FIGURE 8.

Schematic illustration of NADPH binding to and NADP⁺ release from CYPOR. For clarity, only the FAD/NADP(H)-binding domain of CYPOR is shown. NADPH enters oxidized CYPOR (state 1, modeled after the structure of 147CC514, which lacks bound NADP(H)). NADPH initially binds to the enzyme in a folded conformation, such that the adenine ring and the nicotinamide ring almost stack on each other. Upon binding of NADPH, the Asp⁶³² loop of CYPOR moves away to allow NADPH to bind (state 2, modeled from the structure of 147C/C514-NADP⁺). Once the NADPH binds, the Asp⁶³² loop moves in and displaces the nicotinamide ring, resulting in the ribityl-nicotinamide moiety extending to search for the proper binding site for hydride transfer, while keeping the ADP-PP_i anchor at the arginine site. The indole ring of Trp⁶⁷⁷ rotates to be ready to move away from the flavin ring (state 3, the structure of wild type; PDB code 1JA1). The indole ring moves away to make room for the nicotinamide ring to bind at the re-side of the isoalloxazine ring (state 4, modeled after the structure of the mutant W677X, in which the two penultimate residues of CYPOR, Trp⁶⁷⁷ and Ser⁶⁷⁸, were truncated, PDB code 1JA0). Hydride transfer occurs; FAD is reduced, and NADPH becomes NADP⁺ (state 5, from PDB code 1JA0).
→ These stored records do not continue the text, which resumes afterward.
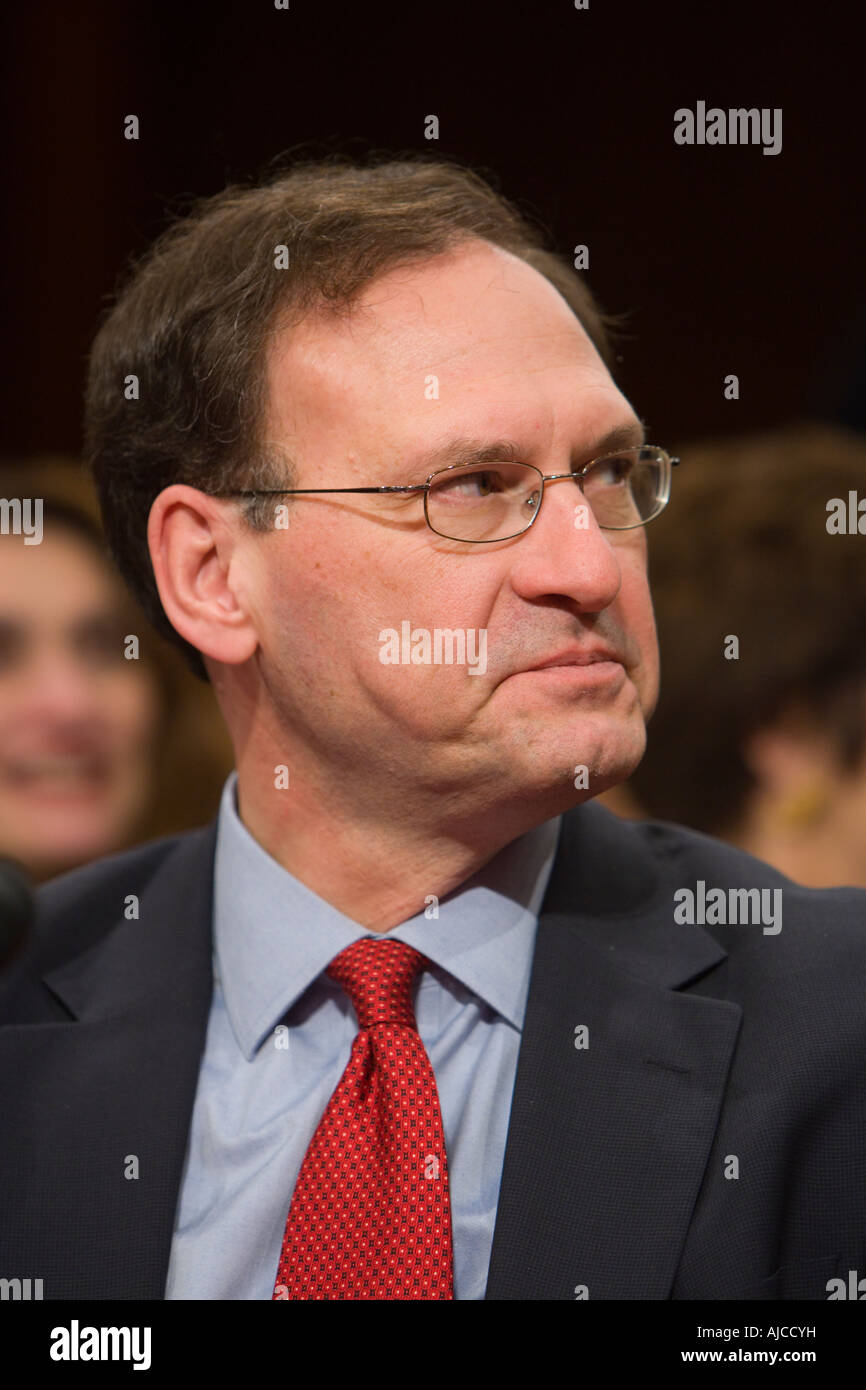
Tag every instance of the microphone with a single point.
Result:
(15, 909)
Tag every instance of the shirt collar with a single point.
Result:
(273, 936)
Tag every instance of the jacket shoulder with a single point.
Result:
(79, 906)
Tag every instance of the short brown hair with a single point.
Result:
(744, 551)
(193, 319)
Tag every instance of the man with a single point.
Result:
(466, 1033)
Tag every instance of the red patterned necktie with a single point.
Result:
(370, 1215)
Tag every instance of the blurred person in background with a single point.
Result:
(768, 749)
(91, 761)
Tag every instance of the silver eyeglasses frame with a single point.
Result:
(576, 474)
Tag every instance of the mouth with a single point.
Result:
(56, 774)
(580, 659)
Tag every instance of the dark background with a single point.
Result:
(727, 260)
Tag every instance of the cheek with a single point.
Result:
(129, 708)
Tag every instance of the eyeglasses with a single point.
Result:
(485, 502)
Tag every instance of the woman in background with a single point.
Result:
(97, 749)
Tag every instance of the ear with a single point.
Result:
(195, 558)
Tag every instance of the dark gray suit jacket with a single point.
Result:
(712, 1050)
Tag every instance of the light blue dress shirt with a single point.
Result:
(280, 1034)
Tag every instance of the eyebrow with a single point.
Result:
(469, 449)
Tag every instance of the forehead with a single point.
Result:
(471, 342)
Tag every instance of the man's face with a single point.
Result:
(473, 345)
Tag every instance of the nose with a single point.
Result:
(565, 552)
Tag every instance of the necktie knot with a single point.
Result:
(378, 977)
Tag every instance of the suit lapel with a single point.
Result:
(608, 1141)
(110, 1161)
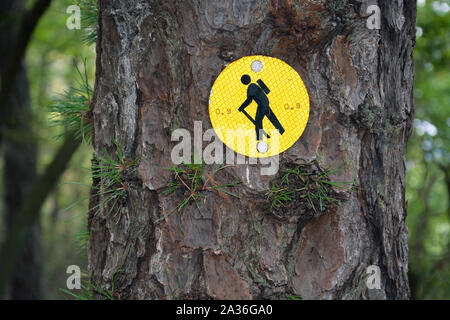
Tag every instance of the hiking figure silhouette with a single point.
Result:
(258, 93)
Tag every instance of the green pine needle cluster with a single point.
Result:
(112, 189)
(190, 180)
(313, 187)
(70, 108)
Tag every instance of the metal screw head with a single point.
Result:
(256, 66)
(262, 147)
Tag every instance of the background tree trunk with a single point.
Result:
(19, 152)
(156, 63)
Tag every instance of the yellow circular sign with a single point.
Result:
(259, 106)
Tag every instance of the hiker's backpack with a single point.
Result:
(263, 86)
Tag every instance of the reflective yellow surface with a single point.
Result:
(288, 100)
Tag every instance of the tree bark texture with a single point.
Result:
(156, 64)
(19, 153)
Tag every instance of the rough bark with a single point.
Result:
(157, 61)
(19, 152)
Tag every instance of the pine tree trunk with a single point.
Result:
(156, 63)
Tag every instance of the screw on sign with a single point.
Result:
(259, 106)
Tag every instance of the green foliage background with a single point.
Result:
(428, 158)
(54, 51)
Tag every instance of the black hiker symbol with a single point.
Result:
(258, 93)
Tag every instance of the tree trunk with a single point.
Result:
(156, 63)
(19, 152)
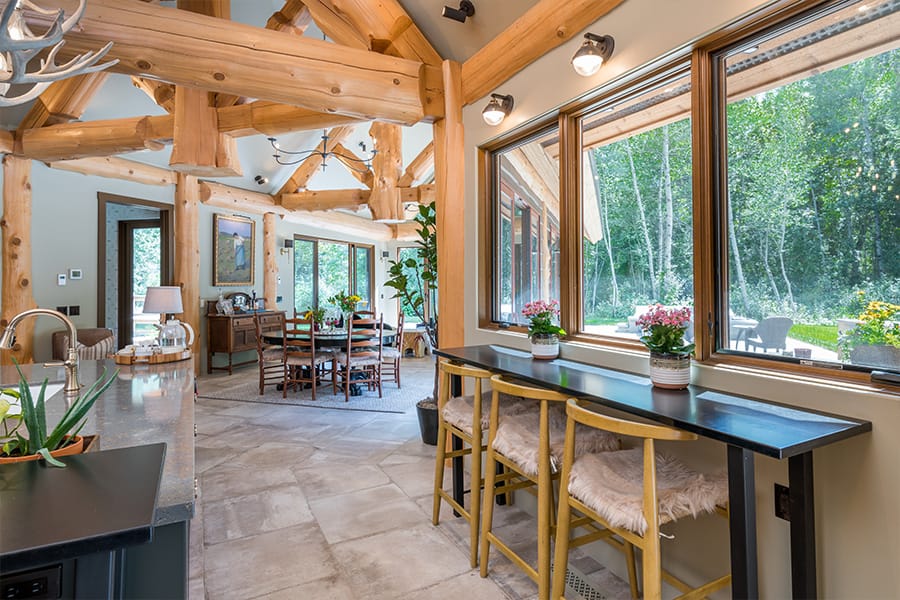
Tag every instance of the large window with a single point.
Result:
(323, 268)
(526, 226)
(778, 195)
(637, 239)
(812, 218)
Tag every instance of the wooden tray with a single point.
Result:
(151, 359)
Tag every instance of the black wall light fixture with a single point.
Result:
(593, 52)
(466, 9)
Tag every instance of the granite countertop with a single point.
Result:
(146, 404)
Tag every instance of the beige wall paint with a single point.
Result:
(856, 481)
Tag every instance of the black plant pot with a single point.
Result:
(427, 413)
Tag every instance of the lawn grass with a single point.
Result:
(824, 336)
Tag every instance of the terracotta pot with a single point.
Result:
(544, 346)
(670, 371)
(76, 447)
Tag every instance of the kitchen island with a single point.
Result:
(147, 404)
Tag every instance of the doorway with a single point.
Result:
(135, 252)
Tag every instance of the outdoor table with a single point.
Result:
(747, 425)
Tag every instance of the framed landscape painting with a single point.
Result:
(233, 250)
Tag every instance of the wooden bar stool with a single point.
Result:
(631, 493)
(529, 444)
(460, 416)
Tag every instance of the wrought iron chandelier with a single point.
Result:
(18, 45)
(349, 160)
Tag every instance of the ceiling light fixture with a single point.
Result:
(466, 9)
(593, 52)
(349, 160)
(19, 45)
(497, 109)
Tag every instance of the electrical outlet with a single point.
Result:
(782, 502)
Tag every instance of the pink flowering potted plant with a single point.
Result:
(543, 331)
(670, 357)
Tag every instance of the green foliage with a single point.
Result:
(414, 279)
(34, 418)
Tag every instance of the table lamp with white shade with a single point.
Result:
(165, 300)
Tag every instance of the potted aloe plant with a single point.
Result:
(62, 440)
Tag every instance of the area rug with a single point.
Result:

Once the flavin is reduced and the nicotinamide is oxidized, the nicotinamide ring moves out and the indole ring returns to the re-face of the FAD ring (state 6, PDB code 1JA1). As the Asp⁶³² loop moves away allowing for the nicotinamide ring to fold back, NADP⁺ adopts the folded conformation poised to dissociate from the enzyme (state 7, the structure of 147C/C514-NADP⁺). The Asp⁶³² loop moves back closer to where the NADP⁺ pyrophosphate-2′-AMP lies, causing steric hindrance as well as electrostatic repulsion, resulting in dissociation of the cofactor from CYPOR. The enzyme now returns to state 1 and the cycle repeats.